Bir yönüyle de bu seçimlerdeki oy dağılımı göstermiştir ki; Alman seçmenler eşcinsel, pedofili ve ensest yaklaşımları olan sapkın politicakacılardan ziyade muahafazakar adayları seçmişlerdir. Bu da Almanların aile yaşantısına verdikleri değer ve önemin artmakta olduğunu göstermesi açısından önemlidir.

Almanya’daki Türklerden 11 Milletvekili meclise girmiş durumda, yalnız bunlarda belli bir kesimi temsil eden, halkın tamamını kucaklayamayan kişiler. Alman kökenli seçmenlerin oyu olmadan hiç bir Türk, sadece Türk seçmenlerin oylarıyla seçilemez, bu imkansızdır. BIG gibi ayrı bir parti macerası yanlış ve tutarlı değil. BIG’ in almış olduğu oy miktarı, hem adayların hemde parti politikalarının ve de varlık sebeplerinin yanlışlığını ortaya alenen koymuştur.

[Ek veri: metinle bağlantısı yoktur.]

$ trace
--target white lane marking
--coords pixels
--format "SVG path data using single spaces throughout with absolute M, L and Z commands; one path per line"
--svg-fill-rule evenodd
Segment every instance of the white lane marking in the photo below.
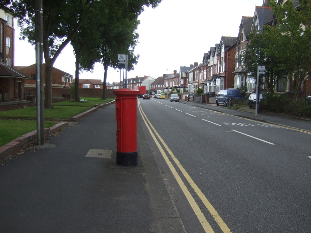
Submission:
M 275 145 L 274 143 L 272 143 L 271 142 L 267 142 L 267 141 L 265 141 L 262 139 L 261 139 L 260 138 L 255 138 L 255 137 L 253 137 L 253 136 L 251 136 L 250 135 L 249 135 L 248 134 L 244 134 L 243 133 L 242 133 L 240 132 L 239 132 L 239 131 L 237 131 L 236 130 L 231 130 L 232 131 L 234 131 L 234 132 L 236 132 L 237 133 L 239 133 L 239 134 L 243 134 L 244 135 L 246 135 L 248 137 L 250 137 L 251 138 L 254 138 L 255 139 L 257 139 L 258 140 L 259 140 L 259 141 L 262 141 L 263 142 L 265 142 L 267 143 L 268 143 L 269 144 L 271 144 L 271 145 Z
M 187 113 L 187 112 L 185 112 L 185 113 L 186 113 L 186 114 L 188 114 L 188 115 L 190 115 L 190 116 L 193 116 L 194 117 L 196 117 L 196 116 L 193 116 L 193 115 L 192 115 L 191 114 L 189 114 L 189 113 Z
M 220 125 L 218 125 L 218 124 L 216 124 L 216 123 L 214 123 L 213 122 L 212 122 L 211 121 L 207 121 L 207 120 L 205 120 L 205 119 L 202 119 L 201 118 L 201 120 L 202 120 L 203 121 L 207 121 L 207 122 L 209 122 L 210 123 L 211 123 L 212 124 L 215 124 L 215 125 L 216 125 L 216 126 L 221 126 Z

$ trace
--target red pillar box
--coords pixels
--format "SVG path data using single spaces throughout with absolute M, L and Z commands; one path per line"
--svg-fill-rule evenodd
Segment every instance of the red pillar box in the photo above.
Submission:
M 116 96 L 117 164 L 137 166 L 137 95 L 140 92 L 124 88 L 114 91 Z

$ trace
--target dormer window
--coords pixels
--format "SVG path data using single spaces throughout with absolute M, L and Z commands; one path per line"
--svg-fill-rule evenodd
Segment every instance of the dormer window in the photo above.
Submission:
M 11 17 L 7 15 L 4 15 L 4 20 L 7 21 L 7 25 L 11 25 Z
M 239 67 L 239 53 L 237 53 L 235 54 L 235 68 Z
M 11 48 L 11 38 L 7 37 L 6 42 L 7 47 L 9 48 Z

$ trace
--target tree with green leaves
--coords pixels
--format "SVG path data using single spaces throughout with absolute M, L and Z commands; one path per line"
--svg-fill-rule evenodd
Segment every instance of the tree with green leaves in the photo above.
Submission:
M 139 55 L 134 54 L 138 38 L 135 31 L 139 24 L 137 17 L 144 6 L 155 7 L 160 2 L 160 0 L 106 0 L 95 3 L 91 10 L 93 13 L 87 18 L 93 16 L 94 18 L 85 21 L 85 27 L 82 25 L 76 38 L 72 41 L 76 56 L 76 85 L 78 81 L 78 67 L 80 69 L 91 71 L 95 62 L 100 62 L 104 70 L 102 98 L 105 99 L 108 67 L 116 68 L 117 55 L 126 54 L 128 55 L 128 70 L 133 69 L 133 65 L 137 64 L 139 57 Z M 90 31 L 96 33 L 90 35 Z M 86 41 L 88 42 L 86 49 Z M 92 42 L 91 44 L 90 41 Z M 76 90 L 78 91 L 78 88 L 76 87 Z M 76 100 L 77 98 L 76 97 Z
M 273 93 L 278 77 L 284 73 L 284 57 L 278 50 L 284 46 L 280 39 L 281 32 L 270 26 L 264 27 L 262 33 L 254 32 L 248 37 L 249 43 L 243 56 L 248 72 L 248 77 L 256 80 L 258 66 L 266 66 L 266 75 L 260 84 L 265 84 L 268 92 Z
M 63 49 L 74 37 L 95 0 L 43 1 L 43 48 L 45 63 L 44 107 L 53 108 L 52 71 Z M 13 0 L 10 9 L 21 27 L 22 38 L 35 43 L 35 1 Z
M 302 85 L 310 74 L 311 68 L 311 6 L 310 1 L 300 0 L 294 7 L 292 0 L 283 5 L 269 0 L 277 20 L 277 28 L 281 31 L 279 39 L 283 42 L 279 54 L 285 59 L 283 65 L 288 81 L 294 93 L 296 102 Z

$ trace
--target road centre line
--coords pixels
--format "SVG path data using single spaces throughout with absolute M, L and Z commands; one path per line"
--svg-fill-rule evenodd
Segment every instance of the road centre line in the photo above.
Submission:
M 234 131 L 234 132 L 236 132 L 237 133 L 239 133 L 239 134 L 243 134 L 244 135 L 246 135 L 247 136 L 248 136 L 248 137 L 252 138 L 253 138 L 255 139 L 257 139 L 258 140 L 259 140 L 259 141 L 262 141 L 263 142 L 265 142 L 267 143 L 268 143 L 269 144 L 271 144 L 271 145 L 275 145 L 275 144 L 274 143 L 272 143 L 271 142 L 269 142 L 267 141 L 265 141 L 264 140 L 262 140 L 262 139 L 261 139 L 260 138 L 255 138 L 255 137 L 253 137 L 253 136 L 251 136 L 250 135 L 249 135 L 248 134 L 244 134 L 244 133 L 242 133 L 241 132 L 239 132 L 239 131 L 237 131 L 236 130 L 232 130 L 232 131 Z
M 188 115 L 190 115 L 190 116 L 193 116 L 193 117 L 196 117 L 195 116 L 193 116 L 193 115 L 192 115 L 191 114 L 189 114 L 189 113 L 187 113 L 187 112 L 185 112 L 185 113 L 186 113 L 186 114 L 188 114 Z
M 207 121 L 207 122 L 209 122 L 210 123 L 211 123 L 212 124 L 213 124 L 216 125 L 216 126 L 221 126 L 220 125 L 218 125 L 218 124 L 216 124 L 216 123 L 214 123 L 213 122 L 212 122 L 211 121 L 207 121 L 207 120 L 205 120 L 205 119 L 202 119 L 201 118 L 201 120 L 202 120 L 203 121 Z
M 164 159 L 165 160 L 168 166 L 170 169 L 171 171 L 173 173 L 174 177 L 176 179 L 176 181 L 178 183 L 181 189 L 182 190 L 184 194 L 185 194 L 185 196 L 187 198 L 187 200 L 188 200 L 188 202 L 189 202 L 189 203 L 190 204 L 193 209 L 193 210 L 195 213 L 196 214 L 197 217 L 198 217 L 199 220 L 200 221 L 200 222 L 201 222 L 202 227 L 204 229 L 204 230 L 206 232 L 213 233 L 214 232 L 211 228 L 211 226 L 209 223 L 207 222 L 206 218 L 204 216 L 204 215 L 203 214 L 202 211 L 201 211 L 201 209 L 198 207 L 198 206 L 197 205 L 196 202 L 194 200 L 194 199 L 192 196 L 192 195 L 191 195 L 191 194 L 190 193 L 188 189 L 187 188 L 184 183 L 183 183 L 182 180 L 179 176 L 179 173 L 177 172 L 173 165 L 169 161 L 169 159 L 167 156 L 166 155 L 166 153 L 164 151 L 164 150 L 160 144 L 160 143 L 158 141 L 157 139 L 156 138 L 156 136 L 154 135 L 155 134 L 156 135 L 158 138 L 159 139 L 163 146 L 165 148 L 166 151 L 170 156 L 171 158 L 175 162 L 176 165 L 181 172 L 181 173 L 183 175 L 184 177 L 186 178 L 186 180 L 188 182 L 189 184 L 193 189 L 194 191 L 197 194 L 198 197 L 201 199 L 203 204 L 205 206 L 205 207 L 206 207 L 209 212 L 213 217 L 214 220 L 218 224 L 219 227 L 223 231 L 224 233 L 232 233 L 230 229 L 227 226 L 226 224 L 224 222 L 221 217 L 220 217 L 220 215 L 217 212 L 216 210 L 214 208 L 214 207 L 212 205 L 211 203 L 209 202 L 208 200 L 207 200 L 207 199 L 202 192 L 201 190 L 199 188 L 199 187 L 197 187 L 196 184 L 194 183 L 194 182 L 192 180 L 192 178 L 189 175 L 189 174 L 188 174 L 188 173 L 186 171 L 185 169 L 182 166 L 181 164 L 180 164 L 180 162 L 177 159 L 177 158 L 175 157 L 173 152 L 171 151 L 170 149 L 166 145 L 166 144 L 165 144 L 164 142 L 163 139 L 160 136 L 160 135 L 157 132 L 155 129 L 154 128 L 152 125 L 151 125 L 150 121 L 149 121 L 149 120 L 147 118 L 147 116 L 146 116 L 146 114 L 145 114 L 145 113 L 143 111 L 142 108 L 141 106 L 140 105 L 140 103 L 139 102 L 138 103 L 138 105 L 139 112 L 140 113 L 141 115 L 143 118 L 143 121 L 146 126 L 148 128 L 148 130 L 149 130 L 151 136 L 154 140 L 155 142 L 158 146 L 159 150 L 161 152 L 162 156 Z M 147 122 L 148 122 L 148 124 L 149 124 L 149 125 L 150 126 L 150 127 L 149 127 L 148 124 L 147 124 Z M 152 129 L 152 130 L 153 130 L 153 132 L 154 132 L 154 134 L 153 134 L 151 128 Z
M 198 108 L 197 107 L 195 107 L 192 108 Z M 189 109 L 188 109 L 189 111 L 191 111 Z M 254 122 L 257 122 L 258 123 L 261 123 L 262 124 L 262 121 L 257 121 L 255 120 L 253 120 L 252 119 L 250 119 L 248 118 L 244 117 L 243 116 L 235 116 L 234 115 L 231 115 L 230 114 L 228 114 L 227 113 L 225 113 L 223 112 L 218 112 L 217 111 L 215 111 L 213 110 L 211 110 L 211 109 L 206 109 L 206 110 L 207 111 L 209 111 L 210 112 L 213 112 L 216 113 L 218 114 L 221 114 L 223 115 L 226 115 L 227 116 L 235 116 L 236 117 L 237 117 L 238 118 L 239 118 L 242 119 L 243 119 L 244 120 L 246 120 L 247 121 L 253 121 Z M 295 131 L 298 131 L 298 132 L 301 132 L 301 133 L 304 133 L 305 134 L 311 134 L 311 132 L 307 130 L 302 130 L 300 129 L 298 129 L 297 128 L 295 128 L 294 127 L 291 127 L 288 126 L 284 126 L 282 125 L 280 125 L 279 124 L 275 124 L 273 123 L 270 123 L 268 122 L 266 122 L 265 124 L 266 125 L 269 125 L 271 126 L 278 126 L 280 128 L 281 128 L 283 129 L 286 129 L 287 130 L 294 130 Z

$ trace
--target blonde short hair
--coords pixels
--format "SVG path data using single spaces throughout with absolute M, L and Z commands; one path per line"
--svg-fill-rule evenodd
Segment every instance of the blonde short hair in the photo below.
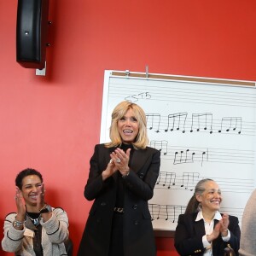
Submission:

Türk seçmeni homojen bir yapıya sahip olmadığı için Türk adaylar Demokratik her partide kendisine yer bulacak birikime ve derinliğe sahip olmalıdırlar. Bunun için Türk kökenli vatandaşların mevcut siyasi partilerde siyaset yapmaları daha akılcı ve verimli olacaktır.

Türkler bundan böyle sadece oy kullanan değil, partilere üye olup aktif sorumluluk alarak hassasiyetlerini parti organlarına aktarma durumundadırlar. Siyasi partilerin bu seçimden sonraki mevcut karmaşa ve arayışları bu açıdan Türklerin ekmeğine yağ değil, tereyağı sürmektedir.

Yeterki geniş kitlelere söz geçiren STK’lar, böl ve yönet oyununa, küçük olsun ama benim olsun anlayışına sahip olmasınlar.

Bu seçimlerdeki birlik ve beraberlik bir sonraki Federal Alman seçimlerinin Türkler için daha da önemli başarılar getireceğinin müjdecisi olmuştur.